I motivi che hanno causato il divorzio tra Conte e l'Inter riguardano il progetto della società nerazzurra, decisa ad abbassare il monte ingaggi e a ridurre i costi

SportFair

Incredibile ma vero, Antonio Conte e l’Inter sono pronti a separarsi a pochi giorni dalla vittoria dello Scudetto. Un epilogo che nessun tifoso nerazzurro si sarebbe aspettato, ma che sta maturando in queste ore a causa del ridimensionamento economico previsto dalla società in vista della prossima stagione.

Conte
Foto di Matteo Bazzi / Ansa

Piani che hanno convinto l’allenatore pugliese a fare un passo indietro, considerando la sua smaniosa voglia di vincere e l’intenzione di rafforzare la squadra piuttosto che indebolirla.
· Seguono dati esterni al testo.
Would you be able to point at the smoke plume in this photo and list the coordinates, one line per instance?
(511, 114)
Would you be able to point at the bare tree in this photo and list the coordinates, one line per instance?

Il presidente Zhang Jr però è stato chiaro con i dirigenti e con lo stesso Antonio Conte, ammettendo di dover ridurre i costi per poter salvare l’Inter.

Il progetto nerazzurro

Foto di Matteo Bazzi / Ansa

Prima della sfida contro l’Udinese, i dirigenti dell’Inter hanno incontrato Antonio Conte per metterlo al corrente delle intenzioni della società, costretta a intervenire pesantemente per risollevare la situazione economica. Il presidente Zhang Jr ha sottolineato come si procederà prima ad un abbassamento del monte stipendi del 15-20%, per poi provare a chiudere il prossimo mercato con un attivo di quasi 100 milioni. Un obiettivo raggiungibile solo con la cessione di un big, sacrificio che ha spinto Conte a fare un passo indietro salutando così l’Inter dopo la vittoria dello Scudetto.

Buonuscita

Antonio Conte
Foto di Matteo Bazzi / Ansa

Prima di ufficializzare il divorzio però, Antonio Conte e l’Inter dovranno trovare un accordo sulla buonuscita da versare all’allenatore, avendo ancora un altro anno di contratto a 12 milioni netti. Il club nerazzurro ha intenzione di riconoscere all’ex Chelsea la bontà del lavoro svolto, mettendo sul piatto almeno la metà dello stipendio che avrebbe dovuto percepire nella stagione 2021/2022. L’accordo ancora non è arrivato ma, una volta che le parti si stringeranno la mano, sarà tempo di ufficializzare un divorzio su cui nessuno avrebbe mai scommesso.